Setting the Discount Rate. Establishment of appropriate discount rates for C-BED projects should be based on each individual utility's discount rate—the rate used by the utility in financing projects in its everyday business. For example, a utility that pays 7% interest for 20-year debt financing in the course of its ordinary business would be required to specify that same 7% rate to all C-BED developers as a basis for negotiations for projects. Another utility in the same jurisdiction that gets debt financing at 8% would be required to use that rate for all C-BED negotiations for the same electricity from the same C-BED project. Why treat different utilities differently? Because the relative discount rate each utility uses in the course of its everyday business accurately reflects the relative value of C-BED electricity compared to acquiring electricity elsewhere (for instance, if the utility were to build a new generation facility itself).

Setting the NPV Rate. NPV rates will vary on a per project basis. In a market-driven environment, the primary determinant of project viability is the difference between cost and price. The higher the NPV rate, the more financially viable the C-BED projects are, and the more expensive the electricity is to the purchasing utility. The lower the NPV rate, the less financially viable the C-BED projects are, and the less expensive the electricity is to the purchasing utility. For the C-BED owners, the established NPV rate must be sufficient to pay the debt for the large capital purchase along with operations and maintenance costs, with enough left over to make the project economically profitable. For the purchasing utility, the established NPV rate must be low enough to reasonably compete with other sources of electricity in the marketplace.
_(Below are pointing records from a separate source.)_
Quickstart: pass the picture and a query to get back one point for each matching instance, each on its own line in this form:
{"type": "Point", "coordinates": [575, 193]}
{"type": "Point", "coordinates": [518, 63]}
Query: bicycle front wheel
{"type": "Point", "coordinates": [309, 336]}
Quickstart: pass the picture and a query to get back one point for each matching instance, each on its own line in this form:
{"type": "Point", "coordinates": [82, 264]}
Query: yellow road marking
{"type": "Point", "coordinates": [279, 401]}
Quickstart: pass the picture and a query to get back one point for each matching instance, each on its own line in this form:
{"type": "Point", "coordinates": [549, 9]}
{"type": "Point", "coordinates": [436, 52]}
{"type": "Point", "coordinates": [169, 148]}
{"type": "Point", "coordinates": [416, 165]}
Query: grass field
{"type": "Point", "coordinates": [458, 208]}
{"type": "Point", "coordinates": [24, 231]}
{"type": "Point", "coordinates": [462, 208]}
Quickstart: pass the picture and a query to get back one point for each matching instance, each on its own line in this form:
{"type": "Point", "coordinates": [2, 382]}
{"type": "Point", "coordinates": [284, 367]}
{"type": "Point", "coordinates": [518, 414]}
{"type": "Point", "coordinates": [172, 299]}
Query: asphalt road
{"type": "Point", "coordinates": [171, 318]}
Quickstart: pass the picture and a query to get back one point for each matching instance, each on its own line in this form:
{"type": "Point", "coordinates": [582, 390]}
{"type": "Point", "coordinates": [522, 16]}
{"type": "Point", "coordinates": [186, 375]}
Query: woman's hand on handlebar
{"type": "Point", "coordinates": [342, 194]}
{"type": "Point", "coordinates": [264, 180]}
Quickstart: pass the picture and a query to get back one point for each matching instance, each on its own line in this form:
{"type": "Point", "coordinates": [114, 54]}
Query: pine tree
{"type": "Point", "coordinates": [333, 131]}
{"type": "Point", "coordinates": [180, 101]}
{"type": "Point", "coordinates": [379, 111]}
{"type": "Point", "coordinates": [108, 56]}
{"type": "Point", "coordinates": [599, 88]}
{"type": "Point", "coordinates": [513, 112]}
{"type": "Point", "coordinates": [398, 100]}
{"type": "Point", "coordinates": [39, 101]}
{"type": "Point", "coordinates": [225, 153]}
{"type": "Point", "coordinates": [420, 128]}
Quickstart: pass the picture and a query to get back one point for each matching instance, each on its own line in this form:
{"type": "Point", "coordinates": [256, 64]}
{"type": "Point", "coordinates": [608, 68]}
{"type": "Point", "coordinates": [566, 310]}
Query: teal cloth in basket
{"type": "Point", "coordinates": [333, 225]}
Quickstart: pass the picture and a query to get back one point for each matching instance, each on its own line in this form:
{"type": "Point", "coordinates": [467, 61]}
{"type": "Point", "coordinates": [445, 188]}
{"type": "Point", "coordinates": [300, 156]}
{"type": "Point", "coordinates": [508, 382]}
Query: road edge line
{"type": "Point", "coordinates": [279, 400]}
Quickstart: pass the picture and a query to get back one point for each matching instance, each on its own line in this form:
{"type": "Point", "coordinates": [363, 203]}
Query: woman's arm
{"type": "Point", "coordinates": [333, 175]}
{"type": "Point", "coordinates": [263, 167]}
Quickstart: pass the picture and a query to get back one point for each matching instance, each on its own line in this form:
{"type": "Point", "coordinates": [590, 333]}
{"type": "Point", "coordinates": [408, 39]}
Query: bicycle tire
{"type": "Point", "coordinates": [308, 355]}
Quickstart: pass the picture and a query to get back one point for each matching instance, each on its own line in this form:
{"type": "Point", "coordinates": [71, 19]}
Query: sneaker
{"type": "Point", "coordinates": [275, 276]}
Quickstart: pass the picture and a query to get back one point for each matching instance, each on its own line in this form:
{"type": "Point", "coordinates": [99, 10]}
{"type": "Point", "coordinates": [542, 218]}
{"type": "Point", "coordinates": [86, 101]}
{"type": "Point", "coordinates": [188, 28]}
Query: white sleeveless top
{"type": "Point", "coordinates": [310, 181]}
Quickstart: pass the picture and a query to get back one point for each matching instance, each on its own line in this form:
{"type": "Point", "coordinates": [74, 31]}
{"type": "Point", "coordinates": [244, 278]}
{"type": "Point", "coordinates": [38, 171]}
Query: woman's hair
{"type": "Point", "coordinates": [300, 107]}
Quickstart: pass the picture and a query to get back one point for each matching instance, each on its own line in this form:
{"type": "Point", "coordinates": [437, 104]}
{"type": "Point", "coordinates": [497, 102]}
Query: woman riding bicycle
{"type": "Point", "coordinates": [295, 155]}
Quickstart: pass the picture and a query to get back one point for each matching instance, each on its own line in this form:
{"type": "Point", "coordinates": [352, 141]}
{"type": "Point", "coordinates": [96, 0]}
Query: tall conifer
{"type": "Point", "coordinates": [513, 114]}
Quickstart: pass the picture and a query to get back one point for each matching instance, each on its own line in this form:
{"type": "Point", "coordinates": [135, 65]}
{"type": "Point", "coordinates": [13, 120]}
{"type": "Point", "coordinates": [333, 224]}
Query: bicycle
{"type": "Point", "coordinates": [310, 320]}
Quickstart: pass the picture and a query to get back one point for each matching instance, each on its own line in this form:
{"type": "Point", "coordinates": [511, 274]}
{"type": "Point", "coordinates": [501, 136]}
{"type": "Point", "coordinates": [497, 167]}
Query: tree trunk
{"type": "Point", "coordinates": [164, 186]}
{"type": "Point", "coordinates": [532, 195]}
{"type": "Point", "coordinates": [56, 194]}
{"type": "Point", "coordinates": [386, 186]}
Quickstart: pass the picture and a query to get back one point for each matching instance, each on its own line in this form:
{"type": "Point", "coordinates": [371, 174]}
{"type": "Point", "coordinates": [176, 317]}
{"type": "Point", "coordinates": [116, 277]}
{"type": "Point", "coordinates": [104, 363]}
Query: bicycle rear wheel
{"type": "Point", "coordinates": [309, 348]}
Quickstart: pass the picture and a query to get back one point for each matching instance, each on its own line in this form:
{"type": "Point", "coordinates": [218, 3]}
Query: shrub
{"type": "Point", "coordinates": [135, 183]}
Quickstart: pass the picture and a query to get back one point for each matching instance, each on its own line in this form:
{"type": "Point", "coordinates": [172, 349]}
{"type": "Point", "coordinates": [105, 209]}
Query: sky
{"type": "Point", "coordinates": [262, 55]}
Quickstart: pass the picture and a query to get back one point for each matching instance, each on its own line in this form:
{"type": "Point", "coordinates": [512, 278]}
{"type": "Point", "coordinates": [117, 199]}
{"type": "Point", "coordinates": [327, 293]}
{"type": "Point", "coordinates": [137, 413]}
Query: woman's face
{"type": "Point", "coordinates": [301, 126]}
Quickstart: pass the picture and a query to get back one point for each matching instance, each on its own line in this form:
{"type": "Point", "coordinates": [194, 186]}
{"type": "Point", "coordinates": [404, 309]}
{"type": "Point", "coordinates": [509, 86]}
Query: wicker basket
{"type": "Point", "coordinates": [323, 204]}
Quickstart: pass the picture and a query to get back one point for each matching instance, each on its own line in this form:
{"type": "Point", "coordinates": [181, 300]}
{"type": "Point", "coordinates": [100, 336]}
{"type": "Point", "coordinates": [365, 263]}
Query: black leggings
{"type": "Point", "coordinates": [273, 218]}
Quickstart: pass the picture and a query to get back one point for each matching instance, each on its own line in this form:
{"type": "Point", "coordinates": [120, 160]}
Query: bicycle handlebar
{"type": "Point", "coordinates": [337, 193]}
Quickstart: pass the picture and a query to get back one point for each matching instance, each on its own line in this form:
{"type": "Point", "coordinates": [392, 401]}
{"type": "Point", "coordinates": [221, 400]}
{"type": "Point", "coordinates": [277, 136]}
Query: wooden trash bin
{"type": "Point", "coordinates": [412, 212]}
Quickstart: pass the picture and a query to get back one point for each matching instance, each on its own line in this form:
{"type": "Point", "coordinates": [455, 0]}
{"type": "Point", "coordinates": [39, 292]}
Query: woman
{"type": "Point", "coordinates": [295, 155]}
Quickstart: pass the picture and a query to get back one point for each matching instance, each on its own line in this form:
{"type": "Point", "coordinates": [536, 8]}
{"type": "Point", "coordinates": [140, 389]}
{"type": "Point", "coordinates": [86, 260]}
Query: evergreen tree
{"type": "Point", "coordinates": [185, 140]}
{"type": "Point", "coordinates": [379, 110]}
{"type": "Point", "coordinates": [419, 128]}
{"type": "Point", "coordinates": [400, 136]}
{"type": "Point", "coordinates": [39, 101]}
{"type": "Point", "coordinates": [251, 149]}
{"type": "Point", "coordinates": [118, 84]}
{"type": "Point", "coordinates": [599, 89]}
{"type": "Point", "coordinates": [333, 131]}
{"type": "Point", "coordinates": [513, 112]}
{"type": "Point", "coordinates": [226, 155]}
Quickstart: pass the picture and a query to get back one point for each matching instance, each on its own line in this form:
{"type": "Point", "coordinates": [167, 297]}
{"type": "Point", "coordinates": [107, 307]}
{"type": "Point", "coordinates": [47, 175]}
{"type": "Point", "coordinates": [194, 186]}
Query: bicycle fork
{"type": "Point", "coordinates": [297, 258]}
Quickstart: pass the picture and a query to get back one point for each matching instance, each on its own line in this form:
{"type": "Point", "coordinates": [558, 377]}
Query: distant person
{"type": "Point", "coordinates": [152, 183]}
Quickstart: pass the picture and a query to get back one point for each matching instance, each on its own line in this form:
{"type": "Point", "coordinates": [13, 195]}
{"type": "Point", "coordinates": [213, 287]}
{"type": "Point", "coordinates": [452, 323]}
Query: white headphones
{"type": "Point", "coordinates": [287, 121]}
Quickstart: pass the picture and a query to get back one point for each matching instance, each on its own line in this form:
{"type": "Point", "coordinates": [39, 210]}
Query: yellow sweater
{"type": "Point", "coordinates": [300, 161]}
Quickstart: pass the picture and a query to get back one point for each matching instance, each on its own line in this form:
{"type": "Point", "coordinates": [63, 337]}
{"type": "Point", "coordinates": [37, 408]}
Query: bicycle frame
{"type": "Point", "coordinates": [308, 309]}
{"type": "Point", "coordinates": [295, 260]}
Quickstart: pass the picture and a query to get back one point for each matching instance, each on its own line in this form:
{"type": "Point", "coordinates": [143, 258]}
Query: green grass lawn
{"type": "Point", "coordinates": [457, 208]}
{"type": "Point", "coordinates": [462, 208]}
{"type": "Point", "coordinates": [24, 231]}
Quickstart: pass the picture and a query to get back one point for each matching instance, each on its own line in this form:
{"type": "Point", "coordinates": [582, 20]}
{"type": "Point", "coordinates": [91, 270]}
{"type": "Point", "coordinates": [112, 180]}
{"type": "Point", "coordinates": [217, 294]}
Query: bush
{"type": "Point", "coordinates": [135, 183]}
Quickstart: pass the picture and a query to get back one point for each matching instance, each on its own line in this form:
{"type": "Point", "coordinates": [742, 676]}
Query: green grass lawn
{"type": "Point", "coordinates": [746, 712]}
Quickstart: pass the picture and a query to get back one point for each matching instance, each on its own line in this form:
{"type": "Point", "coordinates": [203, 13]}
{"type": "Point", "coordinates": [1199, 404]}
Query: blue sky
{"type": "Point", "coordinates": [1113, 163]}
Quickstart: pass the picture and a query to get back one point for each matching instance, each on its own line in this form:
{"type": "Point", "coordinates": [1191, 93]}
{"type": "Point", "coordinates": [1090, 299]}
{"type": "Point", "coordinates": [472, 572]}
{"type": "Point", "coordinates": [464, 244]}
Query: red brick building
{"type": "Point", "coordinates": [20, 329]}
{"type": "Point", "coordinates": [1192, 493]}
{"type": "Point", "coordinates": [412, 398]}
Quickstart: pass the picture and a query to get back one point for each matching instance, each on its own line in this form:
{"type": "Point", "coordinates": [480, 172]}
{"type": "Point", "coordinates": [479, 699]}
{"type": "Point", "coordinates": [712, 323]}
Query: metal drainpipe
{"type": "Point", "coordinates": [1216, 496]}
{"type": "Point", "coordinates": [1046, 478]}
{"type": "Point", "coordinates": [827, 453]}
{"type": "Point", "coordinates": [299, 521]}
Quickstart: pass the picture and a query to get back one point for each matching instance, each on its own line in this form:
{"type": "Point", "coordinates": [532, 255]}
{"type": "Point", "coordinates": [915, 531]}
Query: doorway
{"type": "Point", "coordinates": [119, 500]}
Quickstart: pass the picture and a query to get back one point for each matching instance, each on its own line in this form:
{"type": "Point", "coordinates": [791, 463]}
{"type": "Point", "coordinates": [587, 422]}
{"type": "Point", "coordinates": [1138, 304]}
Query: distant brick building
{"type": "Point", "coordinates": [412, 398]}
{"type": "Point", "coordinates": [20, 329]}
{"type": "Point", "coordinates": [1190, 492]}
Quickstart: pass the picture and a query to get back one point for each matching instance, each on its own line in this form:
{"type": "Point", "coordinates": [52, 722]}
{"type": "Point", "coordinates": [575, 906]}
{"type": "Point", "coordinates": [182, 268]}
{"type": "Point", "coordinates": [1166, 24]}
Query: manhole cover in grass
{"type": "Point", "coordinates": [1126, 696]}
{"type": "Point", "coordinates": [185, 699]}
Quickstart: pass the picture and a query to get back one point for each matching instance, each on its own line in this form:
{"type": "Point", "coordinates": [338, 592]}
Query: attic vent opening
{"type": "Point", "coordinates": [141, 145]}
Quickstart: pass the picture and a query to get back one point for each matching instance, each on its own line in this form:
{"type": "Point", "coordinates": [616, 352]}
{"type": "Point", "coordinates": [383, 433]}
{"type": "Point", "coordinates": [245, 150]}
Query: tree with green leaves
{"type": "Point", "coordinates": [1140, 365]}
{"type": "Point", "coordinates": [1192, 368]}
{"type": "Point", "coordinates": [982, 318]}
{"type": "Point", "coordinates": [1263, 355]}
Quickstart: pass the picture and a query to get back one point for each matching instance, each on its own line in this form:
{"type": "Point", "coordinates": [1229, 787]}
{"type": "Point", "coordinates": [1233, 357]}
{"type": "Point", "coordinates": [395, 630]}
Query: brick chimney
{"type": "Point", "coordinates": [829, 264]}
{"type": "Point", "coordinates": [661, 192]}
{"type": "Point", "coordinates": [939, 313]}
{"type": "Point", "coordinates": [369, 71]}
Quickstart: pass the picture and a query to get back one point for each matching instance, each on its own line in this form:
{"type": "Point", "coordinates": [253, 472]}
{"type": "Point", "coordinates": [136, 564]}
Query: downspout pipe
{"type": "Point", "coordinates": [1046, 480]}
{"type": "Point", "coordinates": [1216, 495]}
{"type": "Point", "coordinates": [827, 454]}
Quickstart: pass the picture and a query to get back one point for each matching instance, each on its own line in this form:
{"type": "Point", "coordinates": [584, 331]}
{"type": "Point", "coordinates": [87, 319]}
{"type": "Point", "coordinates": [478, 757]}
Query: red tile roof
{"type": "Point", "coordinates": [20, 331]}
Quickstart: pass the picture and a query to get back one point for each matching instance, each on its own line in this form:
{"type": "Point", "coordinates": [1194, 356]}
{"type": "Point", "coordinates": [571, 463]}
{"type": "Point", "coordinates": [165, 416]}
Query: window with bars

The establishment of a maximum NPV rate is a political decision. The original 2005 Minnesota state law specified that utilities must give consideration to C-BED projects as part of their mix of electricity sources. In return, a maximum NPV rate of $0.027/kWh was established in order to protect utilities from highly uneconomical projects being forced into the system. Now that Minnesota has had several years experience with C-BED and its NPV rate model approach, the fears of highly uneconomical projects being forced into the system have not materialized. Thus, the maximum NPV rate was removed from the C-BED statute in the 2007 legislative session.